“The best solution for the current situation is the announcement of final results. The international community has shown readiness to support the results,” Ghani said. Ghani was declared the winner in preliminary results from the June 14 run-off ballot with 56 percent of the vote, giving him a lead of some 1.2 million votes. But his rival, former foreign minister Abdullah Abdullah, charged that massive fraud of more than two million votes had denied him victory, and on Monday he said he would reject the outcome if the audit did not throw out enough ballots to make him president. The United States brokered a deal between the feuding parties to form a unity government that would include the new position of chief executive, who would enjoy significant powers despite losing the election.
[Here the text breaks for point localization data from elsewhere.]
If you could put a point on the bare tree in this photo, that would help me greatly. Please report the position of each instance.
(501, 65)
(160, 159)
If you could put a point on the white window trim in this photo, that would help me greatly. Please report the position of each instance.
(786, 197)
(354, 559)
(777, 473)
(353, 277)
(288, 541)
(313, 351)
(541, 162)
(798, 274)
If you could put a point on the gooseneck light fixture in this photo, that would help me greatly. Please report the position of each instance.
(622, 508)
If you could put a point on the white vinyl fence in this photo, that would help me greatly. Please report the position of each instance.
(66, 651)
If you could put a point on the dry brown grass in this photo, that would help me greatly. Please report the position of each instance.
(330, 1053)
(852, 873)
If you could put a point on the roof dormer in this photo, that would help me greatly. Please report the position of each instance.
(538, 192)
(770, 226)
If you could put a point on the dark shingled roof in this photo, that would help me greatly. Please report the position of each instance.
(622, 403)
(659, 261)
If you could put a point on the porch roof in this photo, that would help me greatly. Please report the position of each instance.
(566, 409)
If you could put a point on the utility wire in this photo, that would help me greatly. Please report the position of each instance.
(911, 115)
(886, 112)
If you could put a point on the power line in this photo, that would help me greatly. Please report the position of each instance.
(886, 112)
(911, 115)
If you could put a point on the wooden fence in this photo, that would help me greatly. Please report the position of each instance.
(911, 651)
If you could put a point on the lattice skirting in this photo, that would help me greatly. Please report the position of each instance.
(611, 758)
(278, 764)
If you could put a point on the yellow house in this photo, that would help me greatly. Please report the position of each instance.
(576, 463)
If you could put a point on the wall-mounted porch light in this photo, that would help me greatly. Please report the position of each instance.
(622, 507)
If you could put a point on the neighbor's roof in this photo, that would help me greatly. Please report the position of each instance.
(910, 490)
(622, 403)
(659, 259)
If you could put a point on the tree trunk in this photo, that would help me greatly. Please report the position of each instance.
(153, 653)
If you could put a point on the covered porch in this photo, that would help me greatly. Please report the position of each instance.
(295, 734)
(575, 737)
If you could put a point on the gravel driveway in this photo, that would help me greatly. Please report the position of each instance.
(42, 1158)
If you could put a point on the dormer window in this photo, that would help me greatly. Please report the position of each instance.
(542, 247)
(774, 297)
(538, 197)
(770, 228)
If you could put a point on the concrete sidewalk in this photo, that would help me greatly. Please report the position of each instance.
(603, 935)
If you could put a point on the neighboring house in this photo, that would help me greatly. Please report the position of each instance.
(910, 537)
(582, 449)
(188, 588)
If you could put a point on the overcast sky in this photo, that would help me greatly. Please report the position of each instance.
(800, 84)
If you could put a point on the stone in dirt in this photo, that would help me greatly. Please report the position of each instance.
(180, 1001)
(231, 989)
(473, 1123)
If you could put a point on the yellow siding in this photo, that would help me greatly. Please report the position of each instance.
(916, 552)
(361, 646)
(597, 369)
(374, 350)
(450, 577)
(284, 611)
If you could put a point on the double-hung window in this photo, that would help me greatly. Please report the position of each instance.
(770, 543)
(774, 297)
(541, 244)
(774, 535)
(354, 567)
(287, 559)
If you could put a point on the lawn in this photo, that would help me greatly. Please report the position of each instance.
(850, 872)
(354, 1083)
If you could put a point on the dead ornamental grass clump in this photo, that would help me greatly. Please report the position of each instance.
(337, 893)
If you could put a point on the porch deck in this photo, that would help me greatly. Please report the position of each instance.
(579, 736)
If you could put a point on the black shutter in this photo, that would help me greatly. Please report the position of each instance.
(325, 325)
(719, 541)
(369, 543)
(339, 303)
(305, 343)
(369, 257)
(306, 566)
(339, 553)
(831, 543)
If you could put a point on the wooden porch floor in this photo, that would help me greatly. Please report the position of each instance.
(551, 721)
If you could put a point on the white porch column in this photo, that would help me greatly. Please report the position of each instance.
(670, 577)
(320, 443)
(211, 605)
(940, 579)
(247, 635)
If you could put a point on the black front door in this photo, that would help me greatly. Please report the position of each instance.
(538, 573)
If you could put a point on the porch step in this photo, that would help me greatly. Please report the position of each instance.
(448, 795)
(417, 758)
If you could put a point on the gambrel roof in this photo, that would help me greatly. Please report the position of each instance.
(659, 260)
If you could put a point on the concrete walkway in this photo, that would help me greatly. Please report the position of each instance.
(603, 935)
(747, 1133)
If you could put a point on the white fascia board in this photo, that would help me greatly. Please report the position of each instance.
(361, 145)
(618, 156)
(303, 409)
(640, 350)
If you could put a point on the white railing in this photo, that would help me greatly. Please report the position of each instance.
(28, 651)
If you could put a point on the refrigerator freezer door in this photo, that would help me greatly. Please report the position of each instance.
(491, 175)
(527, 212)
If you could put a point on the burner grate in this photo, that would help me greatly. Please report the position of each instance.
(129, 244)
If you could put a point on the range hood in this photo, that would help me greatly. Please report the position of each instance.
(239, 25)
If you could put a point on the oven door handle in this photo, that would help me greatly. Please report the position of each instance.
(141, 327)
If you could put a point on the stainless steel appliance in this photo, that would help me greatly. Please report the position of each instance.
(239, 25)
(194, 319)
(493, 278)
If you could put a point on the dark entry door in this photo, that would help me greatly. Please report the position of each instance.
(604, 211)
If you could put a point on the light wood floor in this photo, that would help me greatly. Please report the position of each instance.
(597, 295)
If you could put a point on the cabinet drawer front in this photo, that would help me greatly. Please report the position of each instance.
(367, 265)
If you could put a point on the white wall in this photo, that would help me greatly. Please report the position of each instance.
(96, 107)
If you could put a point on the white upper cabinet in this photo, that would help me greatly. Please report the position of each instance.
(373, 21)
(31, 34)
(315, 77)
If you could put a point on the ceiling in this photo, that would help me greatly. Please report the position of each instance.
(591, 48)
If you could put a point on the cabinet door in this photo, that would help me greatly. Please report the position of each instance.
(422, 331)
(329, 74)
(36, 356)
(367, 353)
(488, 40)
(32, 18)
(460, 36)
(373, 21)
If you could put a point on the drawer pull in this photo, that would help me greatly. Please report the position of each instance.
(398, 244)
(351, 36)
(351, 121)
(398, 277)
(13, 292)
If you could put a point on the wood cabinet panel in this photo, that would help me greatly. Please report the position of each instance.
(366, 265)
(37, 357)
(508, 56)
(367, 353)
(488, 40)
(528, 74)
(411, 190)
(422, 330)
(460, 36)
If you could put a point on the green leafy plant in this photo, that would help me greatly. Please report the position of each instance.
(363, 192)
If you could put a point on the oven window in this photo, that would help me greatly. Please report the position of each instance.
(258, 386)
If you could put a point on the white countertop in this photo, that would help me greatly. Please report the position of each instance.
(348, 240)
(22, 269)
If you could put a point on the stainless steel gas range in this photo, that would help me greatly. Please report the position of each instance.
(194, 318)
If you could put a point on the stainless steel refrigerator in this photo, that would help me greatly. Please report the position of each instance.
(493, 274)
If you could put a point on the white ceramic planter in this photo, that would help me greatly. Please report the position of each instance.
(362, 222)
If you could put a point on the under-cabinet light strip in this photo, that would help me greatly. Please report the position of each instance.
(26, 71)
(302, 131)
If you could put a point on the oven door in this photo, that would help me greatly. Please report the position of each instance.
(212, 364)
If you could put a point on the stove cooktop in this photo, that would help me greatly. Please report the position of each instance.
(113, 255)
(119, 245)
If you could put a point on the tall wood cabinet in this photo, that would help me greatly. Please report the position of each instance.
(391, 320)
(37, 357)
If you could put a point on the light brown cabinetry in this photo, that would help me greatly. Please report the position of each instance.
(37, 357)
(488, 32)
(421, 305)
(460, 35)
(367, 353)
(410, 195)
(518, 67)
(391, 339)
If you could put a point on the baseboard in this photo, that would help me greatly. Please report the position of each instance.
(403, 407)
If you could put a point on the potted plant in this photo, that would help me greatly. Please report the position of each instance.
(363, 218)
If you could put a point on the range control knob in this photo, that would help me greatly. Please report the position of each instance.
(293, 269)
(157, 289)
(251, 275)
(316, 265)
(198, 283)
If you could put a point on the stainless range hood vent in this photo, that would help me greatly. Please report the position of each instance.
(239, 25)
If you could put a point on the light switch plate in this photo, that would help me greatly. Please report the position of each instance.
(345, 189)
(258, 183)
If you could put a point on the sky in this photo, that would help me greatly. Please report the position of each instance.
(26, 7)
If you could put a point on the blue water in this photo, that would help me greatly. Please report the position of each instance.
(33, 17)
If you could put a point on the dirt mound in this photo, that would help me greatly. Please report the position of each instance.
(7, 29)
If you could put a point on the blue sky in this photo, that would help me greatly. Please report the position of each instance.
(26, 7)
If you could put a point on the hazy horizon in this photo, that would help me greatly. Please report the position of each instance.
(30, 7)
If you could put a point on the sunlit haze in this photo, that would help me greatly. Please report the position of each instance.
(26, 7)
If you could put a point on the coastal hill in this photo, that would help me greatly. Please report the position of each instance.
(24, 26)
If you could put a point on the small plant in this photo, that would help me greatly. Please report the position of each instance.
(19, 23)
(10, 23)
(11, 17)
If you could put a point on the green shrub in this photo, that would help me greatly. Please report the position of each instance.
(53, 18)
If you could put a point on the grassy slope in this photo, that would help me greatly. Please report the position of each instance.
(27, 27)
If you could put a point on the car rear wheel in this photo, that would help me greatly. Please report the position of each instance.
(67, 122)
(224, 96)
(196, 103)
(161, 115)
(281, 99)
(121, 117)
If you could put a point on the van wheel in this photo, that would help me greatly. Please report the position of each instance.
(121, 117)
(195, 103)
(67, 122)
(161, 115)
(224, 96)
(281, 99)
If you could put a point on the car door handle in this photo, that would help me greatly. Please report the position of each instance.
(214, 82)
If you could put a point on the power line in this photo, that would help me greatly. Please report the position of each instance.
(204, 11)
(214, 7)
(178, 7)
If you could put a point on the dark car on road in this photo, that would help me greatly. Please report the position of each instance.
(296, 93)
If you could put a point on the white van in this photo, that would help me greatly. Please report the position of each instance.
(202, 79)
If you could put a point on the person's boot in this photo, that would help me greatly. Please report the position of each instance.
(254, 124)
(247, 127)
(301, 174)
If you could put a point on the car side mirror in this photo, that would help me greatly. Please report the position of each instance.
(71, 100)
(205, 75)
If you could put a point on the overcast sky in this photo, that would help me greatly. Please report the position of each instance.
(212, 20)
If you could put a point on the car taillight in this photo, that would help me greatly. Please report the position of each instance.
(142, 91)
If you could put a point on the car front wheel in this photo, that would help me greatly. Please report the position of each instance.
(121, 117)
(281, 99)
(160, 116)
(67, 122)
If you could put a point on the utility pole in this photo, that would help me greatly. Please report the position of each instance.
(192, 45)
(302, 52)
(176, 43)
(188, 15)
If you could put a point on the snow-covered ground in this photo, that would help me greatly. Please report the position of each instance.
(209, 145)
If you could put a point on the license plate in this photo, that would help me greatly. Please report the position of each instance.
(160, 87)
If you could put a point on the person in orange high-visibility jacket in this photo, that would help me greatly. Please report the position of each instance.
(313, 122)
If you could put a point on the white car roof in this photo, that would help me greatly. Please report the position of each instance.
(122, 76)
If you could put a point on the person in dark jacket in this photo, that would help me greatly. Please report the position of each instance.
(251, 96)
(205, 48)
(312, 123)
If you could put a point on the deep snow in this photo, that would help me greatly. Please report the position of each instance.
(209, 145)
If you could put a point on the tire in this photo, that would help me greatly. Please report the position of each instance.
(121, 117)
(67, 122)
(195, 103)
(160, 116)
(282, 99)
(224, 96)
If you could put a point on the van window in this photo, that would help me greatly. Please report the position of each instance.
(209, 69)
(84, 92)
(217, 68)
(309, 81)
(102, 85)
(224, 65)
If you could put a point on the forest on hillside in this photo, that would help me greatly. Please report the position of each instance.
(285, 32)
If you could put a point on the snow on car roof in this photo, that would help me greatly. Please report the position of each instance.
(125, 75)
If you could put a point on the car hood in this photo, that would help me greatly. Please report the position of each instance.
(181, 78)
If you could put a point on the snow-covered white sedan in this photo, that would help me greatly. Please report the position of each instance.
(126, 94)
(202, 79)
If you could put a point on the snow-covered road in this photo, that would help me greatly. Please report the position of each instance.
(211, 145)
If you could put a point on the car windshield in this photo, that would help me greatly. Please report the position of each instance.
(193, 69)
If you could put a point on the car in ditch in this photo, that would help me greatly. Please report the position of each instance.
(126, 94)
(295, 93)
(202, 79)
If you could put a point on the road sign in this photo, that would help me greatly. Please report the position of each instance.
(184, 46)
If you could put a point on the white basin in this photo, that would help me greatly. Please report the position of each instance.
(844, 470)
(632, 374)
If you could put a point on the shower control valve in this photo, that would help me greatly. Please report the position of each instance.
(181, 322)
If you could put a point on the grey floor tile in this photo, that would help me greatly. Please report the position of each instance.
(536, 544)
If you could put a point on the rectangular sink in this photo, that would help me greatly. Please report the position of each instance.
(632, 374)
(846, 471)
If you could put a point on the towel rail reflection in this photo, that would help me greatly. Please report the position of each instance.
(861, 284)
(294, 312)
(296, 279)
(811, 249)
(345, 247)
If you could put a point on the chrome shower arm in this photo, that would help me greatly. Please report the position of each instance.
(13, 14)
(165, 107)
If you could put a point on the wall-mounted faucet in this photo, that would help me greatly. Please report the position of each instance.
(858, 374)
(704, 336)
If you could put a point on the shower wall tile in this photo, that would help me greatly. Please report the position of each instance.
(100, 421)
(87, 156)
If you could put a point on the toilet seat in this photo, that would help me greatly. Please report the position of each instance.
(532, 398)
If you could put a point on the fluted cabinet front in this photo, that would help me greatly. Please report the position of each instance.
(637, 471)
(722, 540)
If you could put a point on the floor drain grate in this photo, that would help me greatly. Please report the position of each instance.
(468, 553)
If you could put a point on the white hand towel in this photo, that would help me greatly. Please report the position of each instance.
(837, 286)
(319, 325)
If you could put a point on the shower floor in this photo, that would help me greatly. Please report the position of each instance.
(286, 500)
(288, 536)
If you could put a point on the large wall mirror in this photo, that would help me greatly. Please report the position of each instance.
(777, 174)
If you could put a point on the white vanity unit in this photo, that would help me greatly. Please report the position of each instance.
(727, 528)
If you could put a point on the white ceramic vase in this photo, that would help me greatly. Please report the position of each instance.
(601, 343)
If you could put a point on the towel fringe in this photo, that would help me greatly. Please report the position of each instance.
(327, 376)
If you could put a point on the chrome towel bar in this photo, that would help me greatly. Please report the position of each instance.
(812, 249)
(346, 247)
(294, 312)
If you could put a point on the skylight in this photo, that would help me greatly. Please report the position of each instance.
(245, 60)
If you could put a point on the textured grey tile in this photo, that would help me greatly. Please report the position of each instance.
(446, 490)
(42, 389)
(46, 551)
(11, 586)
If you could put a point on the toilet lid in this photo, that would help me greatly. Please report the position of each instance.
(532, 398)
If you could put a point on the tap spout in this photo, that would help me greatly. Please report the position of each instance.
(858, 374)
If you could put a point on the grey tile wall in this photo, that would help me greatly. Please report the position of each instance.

The aim of the deal was to prevent the dispute from descending into street demonstrations and possible ethnic conflict.
Further instability in a country already wracked by a bloody insurgency would provide new openings for Taliban militants, with thousands of foreign troops scheduled to withdraw at the end of the year leaving security in the hands of newly trained Afghan forces.
Talks over exactly how the unity government would work have broken down, with Ghani’s camp saying that Abdullah had insisted that the chief executive had powers almost equal to those of the president.
The new position was part of a compromise brokered by U.S. Secretary of State John Kerry as Abdullah’s supporters began taking to the streets, raising fears of widespread violence.
In that agreement, both sides agreed to accept the results of the U.N.-monitored fraud audit.